Others have offered in-depth critiques of neo-Malthusian theory.16 It turns out that birth rates tend to fall without coercion as countries grow richer and that population growth may make resources more plentiful thanks to humanity’s capacity for innovation. Economist Julian Simon, for example, argued that the human mind is the “ultimate resource,” allowing humanity to increase the supply of other resources, discover alternatives to overused resources, and improve efficiency of resource use.17 Recent research has found evidence supporting Simon’s view, showing that every 1 percent increase in population is associated with commodity prices falling by around 1 percent.18 In other words, each additional person helps to decrease resource scarcity on average, suggesting that humans, when free to innovate and engage in market exchange, tend to be net creators rather than net destroyers.

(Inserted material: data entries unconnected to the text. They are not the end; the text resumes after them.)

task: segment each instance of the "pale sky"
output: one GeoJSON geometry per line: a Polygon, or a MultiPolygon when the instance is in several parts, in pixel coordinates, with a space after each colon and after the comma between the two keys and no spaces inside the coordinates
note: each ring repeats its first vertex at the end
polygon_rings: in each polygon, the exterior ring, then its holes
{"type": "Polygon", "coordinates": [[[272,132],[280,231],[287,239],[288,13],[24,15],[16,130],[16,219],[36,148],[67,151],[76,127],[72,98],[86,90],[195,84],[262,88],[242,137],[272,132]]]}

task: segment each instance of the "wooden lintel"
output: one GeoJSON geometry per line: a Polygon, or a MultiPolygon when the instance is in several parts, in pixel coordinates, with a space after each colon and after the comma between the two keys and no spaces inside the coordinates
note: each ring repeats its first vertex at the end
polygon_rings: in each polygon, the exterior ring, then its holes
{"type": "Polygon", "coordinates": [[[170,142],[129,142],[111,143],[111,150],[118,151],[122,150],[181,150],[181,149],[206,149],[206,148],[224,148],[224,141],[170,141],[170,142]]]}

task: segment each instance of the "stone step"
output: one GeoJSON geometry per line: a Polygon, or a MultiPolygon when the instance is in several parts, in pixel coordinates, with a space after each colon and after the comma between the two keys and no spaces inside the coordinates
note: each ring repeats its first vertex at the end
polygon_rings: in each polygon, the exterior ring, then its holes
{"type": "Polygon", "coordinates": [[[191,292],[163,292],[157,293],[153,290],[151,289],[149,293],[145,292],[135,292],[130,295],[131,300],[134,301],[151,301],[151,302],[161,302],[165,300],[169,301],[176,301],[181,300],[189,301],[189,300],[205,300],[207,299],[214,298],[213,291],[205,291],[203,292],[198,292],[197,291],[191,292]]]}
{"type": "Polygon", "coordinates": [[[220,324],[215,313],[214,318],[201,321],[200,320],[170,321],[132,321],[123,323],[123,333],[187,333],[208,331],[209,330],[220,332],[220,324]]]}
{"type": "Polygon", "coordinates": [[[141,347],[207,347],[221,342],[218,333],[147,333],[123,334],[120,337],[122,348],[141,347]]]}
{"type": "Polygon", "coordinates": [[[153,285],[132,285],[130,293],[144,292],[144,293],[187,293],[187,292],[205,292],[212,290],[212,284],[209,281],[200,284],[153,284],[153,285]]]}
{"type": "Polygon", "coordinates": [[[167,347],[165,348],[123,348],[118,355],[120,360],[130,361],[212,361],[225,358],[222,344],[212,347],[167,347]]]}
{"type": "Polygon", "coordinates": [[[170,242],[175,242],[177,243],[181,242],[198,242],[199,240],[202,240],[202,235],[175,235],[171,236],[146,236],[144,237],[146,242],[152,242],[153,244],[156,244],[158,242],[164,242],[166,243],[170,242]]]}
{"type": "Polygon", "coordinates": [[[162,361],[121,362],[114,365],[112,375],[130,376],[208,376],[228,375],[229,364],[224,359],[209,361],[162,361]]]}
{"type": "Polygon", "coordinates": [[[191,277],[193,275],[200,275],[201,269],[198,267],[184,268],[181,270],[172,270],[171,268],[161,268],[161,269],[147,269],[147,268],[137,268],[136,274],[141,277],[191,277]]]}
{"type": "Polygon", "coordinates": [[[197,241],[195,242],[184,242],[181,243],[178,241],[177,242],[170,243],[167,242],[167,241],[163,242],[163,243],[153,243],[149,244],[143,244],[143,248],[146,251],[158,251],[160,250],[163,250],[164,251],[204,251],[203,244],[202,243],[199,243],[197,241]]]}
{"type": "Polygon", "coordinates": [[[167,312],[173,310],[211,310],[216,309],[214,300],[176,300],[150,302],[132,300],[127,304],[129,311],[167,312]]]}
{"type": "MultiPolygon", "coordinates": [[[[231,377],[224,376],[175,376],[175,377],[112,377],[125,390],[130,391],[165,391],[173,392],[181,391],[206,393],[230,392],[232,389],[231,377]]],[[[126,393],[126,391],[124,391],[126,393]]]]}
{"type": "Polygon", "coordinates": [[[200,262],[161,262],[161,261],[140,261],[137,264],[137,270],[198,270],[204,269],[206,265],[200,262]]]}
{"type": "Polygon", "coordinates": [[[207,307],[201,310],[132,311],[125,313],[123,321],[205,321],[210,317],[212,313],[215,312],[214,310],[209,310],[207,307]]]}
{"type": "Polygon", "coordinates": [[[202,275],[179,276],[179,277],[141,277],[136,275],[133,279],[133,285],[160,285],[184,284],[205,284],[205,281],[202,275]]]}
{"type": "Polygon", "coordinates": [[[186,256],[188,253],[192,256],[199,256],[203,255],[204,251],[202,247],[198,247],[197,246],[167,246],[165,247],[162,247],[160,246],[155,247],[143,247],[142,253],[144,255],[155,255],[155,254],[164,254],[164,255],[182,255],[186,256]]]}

Also, evidence shows that as countries grow richer and children’s odds of survival improve, couples tend to choose to have smaller families without being forced to do so. (Contrastingly, parents faced with high rates of infant mortality in their communities tend to have large families in part as a strategy to improve their odds of having at least some surviving children.) This phenomenon is called the “fertility transition.” Today even in sub-Saharan Africa, the world’s poorest region, birth rates are falling voluntarily.19 The global population is projected to decline in the long run.20


Yet many people remain convinced that overpopulation is an urgent problem necessitating government intervention, so it is worthwhile to detail some of the consequences of neo-Malthusian ideas. This paper focuses on the world’s two most populous countries, China and India, which together hold roughly 40 percent of the world’s population and are where neo-Malthusianism has arguably caused the most suffering.


While neo-Malthusian human rights abuses peaked with China’s one-child policy and India’s Emergency, problematic policies continue today. In both countries, neo-Malthusian policies have contributed to higher rates of sex-selective abortion and infanticide. China has the world’s most imbalanced sex ratio at birth, resulting in 30 million more men than women, and India has the world’s fourth most imbalanced ratio despite government and private efforts to combat sex-selective abortion.21 China and India have contributed to a worldwide lopsided sex ratio at birth of 107 boys per 100 girls and to over 160 million “missing” women globally.22 (The natural sex ratio at birth, when unaltered by sex-selective abortion or infanticide, is on average 105 boys born for every for every 100 girls.23)


Cases of coercion, such as during the one-child policy and Emergency, alone are sufficient reason to oppose neo-Malthusianism. By documenting the extent of penalties and coercion, this paper seeks to demonstrate the grave importance of combating the resurgence of the neo-Malthusian mentality.